You're about to let a ``spider'' loose on the Internet. How do you know if it will seek out the information you want, without disrupting the net? You're in charge of writing the scheduling algorithm for a bank of elevators. How do you know when to go up and when to go down? In general, how do you make software do the right thing for its users? How do you even know what the right thing is?
Many people see agents and agent-based programming ushering in a new era in computing, particularly in the environment of the internet. The optimists believe that all the protocols for data transfer, encryption, security, and payment will be sorted out in a year or so, and we can then go about writing new and exciting agent-based applications. This article explains why programming agents is not just business-as-usual; rather it requires a new way of looking at problems and their solutions.
When you hire a human agent to do something for you, you rarely spell out a detailed plan of action. Instead, you define the state of the environment that you want to achieve (e.g., you tell a contractor that you want a new front porch with comfortable seating, for under $2000). In more complex and uncertain situations, you specify your preferences rather than stating outright goals, as when you tell a stock broker agent that the more money you make the better, but count capital gains as, say, 30% better than dividend income. Your hired agent then takes actions on your behalf, even negotiates with other agents, all to help you achieve your preferences. We would like our software agents to behave the same way.

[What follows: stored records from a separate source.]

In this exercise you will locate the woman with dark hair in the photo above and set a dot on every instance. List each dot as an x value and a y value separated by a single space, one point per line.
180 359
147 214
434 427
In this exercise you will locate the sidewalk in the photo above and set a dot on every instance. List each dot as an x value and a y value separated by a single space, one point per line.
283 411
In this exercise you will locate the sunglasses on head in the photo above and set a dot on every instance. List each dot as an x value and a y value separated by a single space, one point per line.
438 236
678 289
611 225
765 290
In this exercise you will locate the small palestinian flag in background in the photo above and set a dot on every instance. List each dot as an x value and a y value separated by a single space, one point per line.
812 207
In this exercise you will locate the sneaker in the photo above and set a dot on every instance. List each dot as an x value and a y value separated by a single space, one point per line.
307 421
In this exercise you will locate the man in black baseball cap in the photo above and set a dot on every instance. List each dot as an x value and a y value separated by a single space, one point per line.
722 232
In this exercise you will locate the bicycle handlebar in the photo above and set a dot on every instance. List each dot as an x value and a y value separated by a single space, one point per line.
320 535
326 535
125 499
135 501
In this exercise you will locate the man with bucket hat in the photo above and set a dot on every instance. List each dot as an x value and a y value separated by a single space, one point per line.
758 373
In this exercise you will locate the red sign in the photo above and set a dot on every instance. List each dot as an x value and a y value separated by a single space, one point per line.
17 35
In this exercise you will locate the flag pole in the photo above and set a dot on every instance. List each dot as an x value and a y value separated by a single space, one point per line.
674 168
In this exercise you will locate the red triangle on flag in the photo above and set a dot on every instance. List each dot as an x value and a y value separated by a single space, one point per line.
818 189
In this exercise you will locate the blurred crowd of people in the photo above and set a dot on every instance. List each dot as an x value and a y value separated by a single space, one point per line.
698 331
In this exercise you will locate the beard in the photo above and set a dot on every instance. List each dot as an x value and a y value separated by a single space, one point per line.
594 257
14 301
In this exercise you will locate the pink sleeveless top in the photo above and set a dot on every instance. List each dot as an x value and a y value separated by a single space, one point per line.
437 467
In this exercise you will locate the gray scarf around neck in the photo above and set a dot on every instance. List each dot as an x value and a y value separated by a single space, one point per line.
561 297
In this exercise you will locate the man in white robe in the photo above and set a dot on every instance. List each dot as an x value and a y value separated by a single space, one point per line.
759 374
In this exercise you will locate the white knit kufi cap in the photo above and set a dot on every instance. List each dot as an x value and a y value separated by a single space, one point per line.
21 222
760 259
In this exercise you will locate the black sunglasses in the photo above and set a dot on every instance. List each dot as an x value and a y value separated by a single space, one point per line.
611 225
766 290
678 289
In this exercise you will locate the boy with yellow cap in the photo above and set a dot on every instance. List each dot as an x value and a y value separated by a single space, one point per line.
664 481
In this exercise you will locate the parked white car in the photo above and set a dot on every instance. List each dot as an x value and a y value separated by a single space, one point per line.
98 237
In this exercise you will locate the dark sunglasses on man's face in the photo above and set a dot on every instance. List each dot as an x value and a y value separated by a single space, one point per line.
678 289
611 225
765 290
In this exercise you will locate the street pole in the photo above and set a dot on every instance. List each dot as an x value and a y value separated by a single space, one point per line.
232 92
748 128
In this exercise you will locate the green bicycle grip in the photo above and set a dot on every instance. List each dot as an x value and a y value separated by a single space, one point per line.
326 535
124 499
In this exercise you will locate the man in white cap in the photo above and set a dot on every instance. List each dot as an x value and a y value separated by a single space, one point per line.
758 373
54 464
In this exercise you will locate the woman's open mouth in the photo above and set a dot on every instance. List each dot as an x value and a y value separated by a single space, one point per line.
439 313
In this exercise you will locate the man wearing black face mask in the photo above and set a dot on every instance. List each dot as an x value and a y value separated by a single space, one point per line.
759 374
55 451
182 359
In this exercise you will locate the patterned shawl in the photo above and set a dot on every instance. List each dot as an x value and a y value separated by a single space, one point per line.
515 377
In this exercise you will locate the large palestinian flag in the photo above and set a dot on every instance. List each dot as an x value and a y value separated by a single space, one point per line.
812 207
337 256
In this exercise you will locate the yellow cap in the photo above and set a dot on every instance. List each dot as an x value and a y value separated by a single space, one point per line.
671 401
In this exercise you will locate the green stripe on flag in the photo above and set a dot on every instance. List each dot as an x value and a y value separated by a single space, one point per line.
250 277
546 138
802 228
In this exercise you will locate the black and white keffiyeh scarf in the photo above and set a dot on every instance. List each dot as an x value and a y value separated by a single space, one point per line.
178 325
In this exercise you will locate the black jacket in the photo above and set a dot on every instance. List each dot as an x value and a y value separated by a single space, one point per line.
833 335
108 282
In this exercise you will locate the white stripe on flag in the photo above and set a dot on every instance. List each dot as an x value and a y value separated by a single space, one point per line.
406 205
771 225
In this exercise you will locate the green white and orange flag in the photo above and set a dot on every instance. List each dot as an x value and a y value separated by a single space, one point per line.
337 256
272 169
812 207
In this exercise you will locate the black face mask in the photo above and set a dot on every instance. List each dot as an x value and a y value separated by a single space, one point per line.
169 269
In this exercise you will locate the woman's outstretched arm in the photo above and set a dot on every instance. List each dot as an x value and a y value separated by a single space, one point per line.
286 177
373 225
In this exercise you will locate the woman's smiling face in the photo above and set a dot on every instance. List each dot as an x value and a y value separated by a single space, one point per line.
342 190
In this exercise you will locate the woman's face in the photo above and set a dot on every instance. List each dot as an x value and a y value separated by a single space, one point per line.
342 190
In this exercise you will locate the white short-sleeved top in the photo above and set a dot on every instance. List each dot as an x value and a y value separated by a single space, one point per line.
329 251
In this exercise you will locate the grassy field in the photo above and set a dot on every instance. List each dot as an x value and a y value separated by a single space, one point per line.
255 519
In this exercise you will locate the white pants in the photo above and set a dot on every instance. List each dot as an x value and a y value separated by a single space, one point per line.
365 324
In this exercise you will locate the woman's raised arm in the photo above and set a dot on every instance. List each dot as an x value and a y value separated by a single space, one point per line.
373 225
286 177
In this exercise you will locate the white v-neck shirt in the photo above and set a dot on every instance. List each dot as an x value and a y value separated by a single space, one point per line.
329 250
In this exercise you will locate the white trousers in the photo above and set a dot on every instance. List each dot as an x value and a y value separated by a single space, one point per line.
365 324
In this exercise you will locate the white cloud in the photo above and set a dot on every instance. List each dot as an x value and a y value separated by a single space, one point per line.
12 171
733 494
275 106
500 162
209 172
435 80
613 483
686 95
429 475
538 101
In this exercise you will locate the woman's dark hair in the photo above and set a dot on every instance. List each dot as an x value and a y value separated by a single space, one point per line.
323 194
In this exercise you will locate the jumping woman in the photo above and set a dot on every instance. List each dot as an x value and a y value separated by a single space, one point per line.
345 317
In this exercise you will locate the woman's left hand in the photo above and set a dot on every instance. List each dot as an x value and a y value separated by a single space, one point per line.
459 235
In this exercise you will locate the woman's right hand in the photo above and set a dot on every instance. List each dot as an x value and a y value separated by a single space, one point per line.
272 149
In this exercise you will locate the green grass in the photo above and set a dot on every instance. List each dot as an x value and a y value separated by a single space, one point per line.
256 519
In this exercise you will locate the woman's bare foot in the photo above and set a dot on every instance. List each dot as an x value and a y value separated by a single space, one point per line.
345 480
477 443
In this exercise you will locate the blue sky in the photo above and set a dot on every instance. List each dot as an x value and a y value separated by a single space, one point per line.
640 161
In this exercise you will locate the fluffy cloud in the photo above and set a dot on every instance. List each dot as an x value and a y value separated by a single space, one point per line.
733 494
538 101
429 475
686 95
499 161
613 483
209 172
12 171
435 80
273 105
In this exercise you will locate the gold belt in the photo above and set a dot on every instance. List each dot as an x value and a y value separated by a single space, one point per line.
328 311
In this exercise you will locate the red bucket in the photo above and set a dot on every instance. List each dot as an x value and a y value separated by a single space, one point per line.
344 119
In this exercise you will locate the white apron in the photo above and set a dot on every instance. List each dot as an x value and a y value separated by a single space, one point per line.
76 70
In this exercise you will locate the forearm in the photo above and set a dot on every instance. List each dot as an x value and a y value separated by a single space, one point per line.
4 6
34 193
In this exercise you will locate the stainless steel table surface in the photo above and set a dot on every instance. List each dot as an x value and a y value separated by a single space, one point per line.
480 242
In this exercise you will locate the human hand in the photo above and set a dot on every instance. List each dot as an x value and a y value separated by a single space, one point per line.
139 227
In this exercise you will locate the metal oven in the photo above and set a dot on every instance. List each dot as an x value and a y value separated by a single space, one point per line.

That means we will need a way to describe our preferences to software agents, and a methodology for building agents that best satisfy our preferences. The pleasant surprise is that for many problems, once we know the preferences, we're almost done! Given the preferences, a list of possible actions, and enough time to practice taking actions, we can apply the formalism of Reinforcement Learning (or RL) to build an agent that acts according to the preferences in a near-optimal way. This article shows how.